The Blackwell Guide to Literary Theory - Gregory Castle 2007

Wolfgang Iser (1926-)
Key Figures in Literary Theory

Wolfgang Iser was born in Marienberg, Germany, and educated at the University of Heidelberg, where he received his doctorate. In the 1960s, he was involved in founding the experimental University of Konstanz. Ultimately, Konstanz would become closely associated with the Reader-Response theory of Iser and the reception theory of Hans Robert Jauss. in addition to teaching at Konstanz, iser has held a long-standing appointment at the University California, irvine. His academic career began in earnest with the publication of The Implied Reader (1972), a work of literary criticism, and The Act of Reading (1976), a meditation on the theoretical principles of what came to be known as Reader-Response theory. iser's work explores the problems faced by readers when confronted with literary texts. Following in the footsteps of Roman ingarden, whose phenomenology of reading was well known by the Konstanz theorists, Iser argued that the literary work was the result of the reader's engagement with the text.

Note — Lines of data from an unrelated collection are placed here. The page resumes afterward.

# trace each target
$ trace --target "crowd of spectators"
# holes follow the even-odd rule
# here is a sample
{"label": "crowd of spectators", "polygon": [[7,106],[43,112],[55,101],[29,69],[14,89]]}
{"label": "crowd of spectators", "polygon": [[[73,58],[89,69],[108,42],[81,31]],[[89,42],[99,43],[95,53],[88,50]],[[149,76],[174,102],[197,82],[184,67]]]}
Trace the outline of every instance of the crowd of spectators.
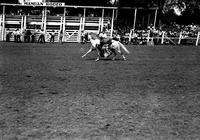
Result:
{"label": "crowd of spectators", "polygon": [[164,34],[165,44],[191,43],[196,41],[200,25],[179,25],[172,23],[171,25],[162,25],[154,28],[153,25],[146,29],[133,30],[129,27],[117,28],[116,34],[120,36],[120,41],[125,44],[146,44],[147,41],[153,40],[155,44],[161,44]]}

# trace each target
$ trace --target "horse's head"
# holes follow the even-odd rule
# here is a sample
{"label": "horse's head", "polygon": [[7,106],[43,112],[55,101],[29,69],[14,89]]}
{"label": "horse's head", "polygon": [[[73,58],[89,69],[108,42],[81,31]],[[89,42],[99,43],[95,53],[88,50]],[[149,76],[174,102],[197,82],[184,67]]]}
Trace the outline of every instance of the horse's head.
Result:
{"label": "horse's head", "polygon": [[90,34],[89,34],[88,32],[84,33],[83,37],[84,37],[84,39],[85,39],[86,41],[89,41],[90,38],[91,38],[91,37],[90,37]]}

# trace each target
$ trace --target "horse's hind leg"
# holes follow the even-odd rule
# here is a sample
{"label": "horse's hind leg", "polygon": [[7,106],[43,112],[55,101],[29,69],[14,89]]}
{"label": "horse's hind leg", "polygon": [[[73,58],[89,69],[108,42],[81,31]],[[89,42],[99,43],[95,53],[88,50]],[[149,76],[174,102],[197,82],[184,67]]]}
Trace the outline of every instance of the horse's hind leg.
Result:
{"label": "horse's hind leg", "polygon": [[116,51],[114,49],[111,49],[111,52],[114,54],[112,60],[115,60],[117,53],[116,53]]}
{"label": "horse's hind leg", "polygon": [[122,56],[123,60],[126,60],[126,57],[124,56],[124,54],[121,52],[121,50],[118,50],[119,54]]}

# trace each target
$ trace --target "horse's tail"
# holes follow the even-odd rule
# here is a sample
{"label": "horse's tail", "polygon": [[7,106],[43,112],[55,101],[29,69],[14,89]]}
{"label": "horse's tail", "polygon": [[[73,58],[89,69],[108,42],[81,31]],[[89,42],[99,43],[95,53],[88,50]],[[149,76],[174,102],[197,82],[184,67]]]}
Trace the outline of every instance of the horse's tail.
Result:
{"label": "horse's tail", "polygon": [[120,45],[120,47],[127,53],[127,54],[130,54],[129,50],[127,50],[127,48],[121,43],[118,41],[118,44]]}

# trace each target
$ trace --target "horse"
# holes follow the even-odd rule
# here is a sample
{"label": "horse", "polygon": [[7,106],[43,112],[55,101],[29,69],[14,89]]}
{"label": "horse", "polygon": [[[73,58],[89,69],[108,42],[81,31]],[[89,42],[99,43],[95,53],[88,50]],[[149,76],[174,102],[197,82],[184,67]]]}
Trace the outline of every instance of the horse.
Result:
{"label": "horse", "polygon": [[112,54],[114,54],[114,57],[112,58],[112,60],[115,60],[115,57],[117,56],[116,52],[118,52],[122,56],[123,60],[126,60],[126,57],[124,56],[121,49],[123,49],[127,54],[130,54],[130,52],[127,50],[127,48],[121,42],[113,40],[113,39],[111,40],[112,41],[111,45],[108,47],[110,53],[103,52],[103,50],[100,46],[101,40],[100,40],[98,34],[96,34],[96,33],[93,33],[93,32],[85,33],[85,39],[90,41],[91,46],[90,46],[90,49],[84,55],[82,55],[82,58],[84,58],[85,56],[87,56],[89,53],[91,53],[94,50],[96,50],[98,53],[97,59],[95,61],[98,61],[100,59],[100,57],[107,58]]}

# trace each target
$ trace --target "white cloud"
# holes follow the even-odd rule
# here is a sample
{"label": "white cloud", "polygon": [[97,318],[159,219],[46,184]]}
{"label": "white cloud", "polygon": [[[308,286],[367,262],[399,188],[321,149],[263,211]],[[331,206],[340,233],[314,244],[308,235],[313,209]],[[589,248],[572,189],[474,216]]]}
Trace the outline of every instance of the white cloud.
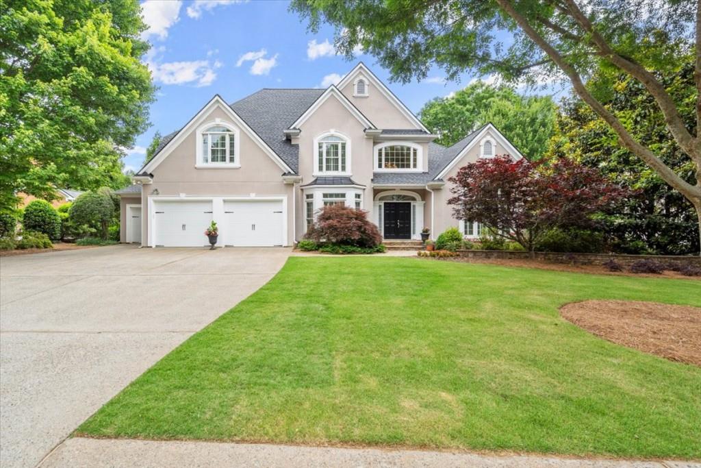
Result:
{"label": "white cloud", "polygon": [[432,84],[445,84],[445,78],[443,76],[431,76],[423,80],[423,82]]}
{"label": "white cloud", "polygon": [[338,73],[331,73],[324,76],[321,80],[321,87],[328,88],[332,84],[338,84],[346,75],[339,75]]}
{"label": "white cloud", "polygon": [[268,53],[268,51],[264,48],[261,48],[260,51],[257,51],[247,52],[238,58],[238,61],[236,62],[236,66],[240,67],[243,65],[244,62],[252,62],[253,60],[257,60],[259,58],[264,57],[266,53]]}
{"label": "white cloud", "polygon": [[323,42],[318,44],[316,39],[312,39],[307,43],[307,58],[310,60],[315,60],[320,57],[331,57],[336,55],[336,49],[334,45],[329,42],[329,39],[325,39]]}
{"label": "white cloud", "polygon": [[163,84],[194,83],[198,87],[208,86],[217,78],[214,70],[216,67],[211,65],[209,60],[165,63],[149,62],[147,65],[151,70],[154,81]]}
{"label": "white cloud", "polygon": [[243,0],[198,0],[187,7],[187,15],[196,20],[202,15],[203,11],[210,11],[220,5],[231,5],[242,2]]}
{"label": "white cloud", "polygon": [[156,36],[161,41],[168,37],[168,29],[179,19],[182,6],[180,0],[146,0],[141,4],[141,13],[149,29],[142,34],[142,37],[149,39]]}
{"label": "white cloud", "polygon": [[277,65],[278,54],[275,54],[271,58],[259,58],[253,62],[250,72],[252,75],[266,75]]}

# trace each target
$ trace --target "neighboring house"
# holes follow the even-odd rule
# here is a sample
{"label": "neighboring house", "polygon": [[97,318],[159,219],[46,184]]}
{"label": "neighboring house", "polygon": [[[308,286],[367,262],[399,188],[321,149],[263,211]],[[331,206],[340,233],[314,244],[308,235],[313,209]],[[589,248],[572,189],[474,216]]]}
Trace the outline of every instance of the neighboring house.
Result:
{"label": "neighboring house", "polygon": [[479,157],[520,153],[488,124],[444,147],[365,65],[325,89],[218,95],[163,138],[121,196],[121,241],[155,247],[289,246],[325,205],[368,212],[386,239],[451,226],[448,178]]}
{"label": "neighboring house", "polygon": [[[79,190],[71,190],[69,189],[56,189],[56,196],[57,198],[51,200],[51,201],[50,201],[49,203],[50,203],[51,206],[53,206],[54,208],[58,208],[64,203],[67,203],[69,201],[73,201],[76,198],[78,198],[79,195],[80,195],[83,192]],[[22,200],[20,204],[22,206],[22,208],[27,206],[32,201],[37,199],[36,197],[33,195],[27,195],[27,194],[24,194],[21,192],[18,194],[18,196]]]}

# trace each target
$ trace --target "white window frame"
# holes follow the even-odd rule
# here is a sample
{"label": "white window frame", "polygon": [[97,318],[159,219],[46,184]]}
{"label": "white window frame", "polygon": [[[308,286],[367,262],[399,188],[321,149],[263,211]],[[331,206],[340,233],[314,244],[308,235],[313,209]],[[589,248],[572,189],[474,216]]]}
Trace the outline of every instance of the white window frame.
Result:
{"label": "white window frame", "polygon": [[[329,136],[334,136],[341,138],[346,143],[346,171],[326,171],[325,161],[322,163],[324,171],[319,171],[319,158],[321,156],[321,155],[319,154],[319,143],[322,140]],[[351,175],[352,171],[350,167],[353,158],[351,157],[352,153],[350,149],[350,139],[341,132],[337,132],[335,130],[332,129],[328,132],[325,132],[321,135],[318,135],[314,138],[314,166],[312,175]],[[339,154],[339,168],[340,169],[340,153]]]}
{"label": "white window frame", "polygon": [[[365,86],[365,91],[362,93],[358,93],[358,83],[360,81],[362,81],[363,84]],[[369,95],[367,93],[367,87],[369,86],[369,82],[367,79],[362,75],[358,76],[355,79],[355,81],[353,82],[353,95],[354,98],[367,98]]]}
{"label": "white window frame", "polygon": [[[224,127],[229,131],[231,131],[231,134],[233,136],[233,155],[234,155],[234,162],[229,163],[212,163],[210,161],[210,145],[207,145],[207,161],[204,161],[204,154],[202,151],[203,135],[207,132],[207,130],[211,127],[214,126],[221,126]],[[241,167],[241,139],[240,139],[240,132],[238,128],[229,122],[226,122],[221,119],[217,119],[214,121],[210,121],[200,126],[196,131],[197,133],[197,147],[195,156],[195,167],[198,169],[238,169]],[[227,161],[231,157],[230,156],[230,149],[229,146],[231,144],[231,138],[226,138],[226,159]]]}
{"label": "white window frame", "polygon": [[[484,154],[484,144],[489,143],[491,145],[491,154]],[[494,142],[494,138],[483,138],[482,141],[479,142],[479,157],[480,158],[494,158],[496,154],[496,143]]]}
{"label": "white window frame", "polygon": [[[416,150],[416,167],[408,169],[386,169],[377,167],[377,161],[379,158],[380,150],[390,146],[407,146]],[[376,145],[372,149],[373,155],[373,172],[423,172],[423,147],[418,143],[409,141],[389,141],[384,143]],[[382,165],[384,166],[384,156],[383,155]]]}

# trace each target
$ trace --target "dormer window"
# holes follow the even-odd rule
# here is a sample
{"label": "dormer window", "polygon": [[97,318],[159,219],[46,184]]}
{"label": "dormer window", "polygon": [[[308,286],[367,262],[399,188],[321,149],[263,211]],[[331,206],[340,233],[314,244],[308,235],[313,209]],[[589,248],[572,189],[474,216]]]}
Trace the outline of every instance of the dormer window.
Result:
{"label": "dormer window", "polygon": [[197,167],[240,167],[238,132],[229,124],[216,122],[200,128]]}
{"label": "dormer window", "polygon": [[485,140],[482,143],[482,157],[491,158],[494,156],[494,143],[491,140]]}
{"label": "dormer window", "polygon": [[315,175],[350,173],[350,142],[340,134],[330,132],[316,140]]}
{"label": "dormer window", "polygon": [[367,96],[367,81],[365,78],[358,78],[355,82],[353,95],[356,98]]}

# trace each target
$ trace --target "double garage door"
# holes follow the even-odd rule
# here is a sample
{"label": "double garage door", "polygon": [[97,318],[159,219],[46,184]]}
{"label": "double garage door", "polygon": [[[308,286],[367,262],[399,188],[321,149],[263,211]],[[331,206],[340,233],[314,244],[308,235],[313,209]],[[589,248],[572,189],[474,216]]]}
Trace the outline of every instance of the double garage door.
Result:
{"label": "double garage door", "polygon": [[[153,227],[156,246],[209,245],[205,229],[215,218],[211,201],[155,201],[154,208]],[[285,224],[281,200],[224,200],[223,213],[218,213],[217,218],[219,246],[283,245]]]}

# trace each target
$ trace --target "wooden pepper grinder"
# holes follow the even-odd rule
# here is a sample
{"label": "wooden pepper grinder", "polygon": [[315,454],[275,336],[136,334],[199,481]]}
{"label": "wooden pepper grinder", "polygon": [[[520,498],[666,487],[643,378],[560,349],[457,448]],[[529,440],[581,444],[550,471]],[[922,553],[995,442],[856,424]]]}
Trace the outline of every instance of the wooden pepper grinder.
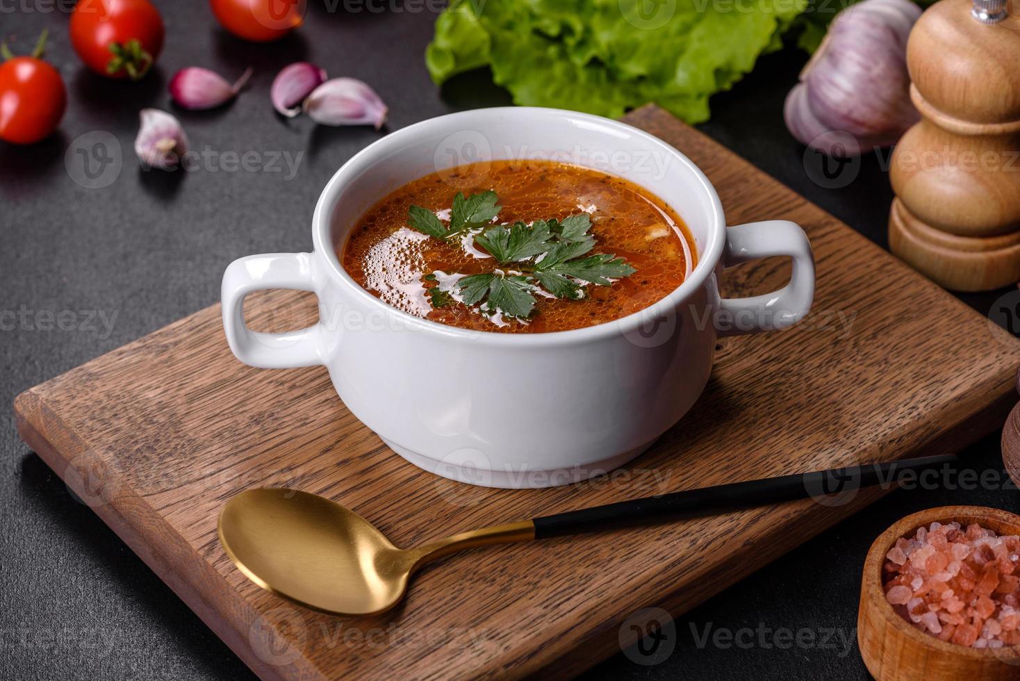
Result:
{"label": "wooden pepper grinder", "polygon": [[892,154],[889,248],[955,291],[1020,280],[1018,13],[1006,0],[941,0],[907,43],[921,121]]}

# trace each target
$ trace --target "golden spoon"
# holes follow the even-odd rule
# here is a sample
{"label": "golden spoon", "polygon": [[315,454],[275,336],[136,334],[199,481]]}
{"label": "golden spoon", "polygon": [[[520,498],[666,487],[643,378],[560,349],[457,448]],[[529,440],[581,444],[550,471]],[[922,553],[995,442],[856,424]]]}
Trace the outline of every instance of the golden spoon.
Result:
{"label": "golden spoon", "polygon": [[397,548],[370,522],[317,494],[250,489],[223,507],[219,540],[238,569],[264,589],[327,613],[369,615],[397,605],[422,565],[465,548],[853,492],[955,460],[926,457],[688,489],[486,527],[414,548]]}

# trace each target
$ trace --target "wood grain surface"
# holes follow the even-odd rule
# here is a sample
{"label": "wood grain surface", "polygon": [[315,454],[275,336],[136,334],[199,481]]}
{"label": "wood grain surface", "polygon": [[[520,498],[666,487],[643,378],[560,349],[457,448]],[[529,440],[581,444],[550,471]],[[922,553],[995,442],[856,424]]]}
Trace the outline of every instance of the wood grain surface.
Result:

The very process of taming the semantic and SEMIOTIC possibilities of the text awakens in the reader a profound understanding of what it means to confront an alien consciousness.

Throughout the late 1970s and '80s, Iser wrote on Walter Pater's aesthetics, Shakespeare, and Laurence Stern. At this time, he was also studying certain theoretical and critical implications of Reader-Response theory, specifically the process of self-discovery that it entails. in Prospecting (1989) and The Fictive and the Imaginary (1993), he developed a conception of “literary anthropology,” a mode of fieldwork in which readers use the literary work as a basis for “staging” their own responses to being human. Reading helps to define social life; even more, it helps to define what it is to be human. Literature's role in this process is unique; no other linguistic artifact is capable of seducing the reader into an essentially anthropological experience. iser's work continues to deepen our understanding of the social and historical implications of reading and of being in the world.

SELECTED BIBLIOGRAPHY

Iser, Wolfgang. The Act of Reading: A Theory of Aesthetic Response. Baltimore: The Johns Hopkins University Press, 1978.

---- . The Fictive and the Imaginary: Charting Literary Anthropology. Baltimore and London: Johns Hopkins University Press, 1993.

---- . The Implied Reader: Patterns of Communication in Prose Fiction from Bunyan to Beckett. Baltimore: Johns Hopkins University Press, 1974.

---- . Prospecting: From Reader Response to Literary Anthropology. Baltimore: Johns Hopkins University Press, 1989.

---- . The Range of Interpretation. New York: Columbia University Press, 2000.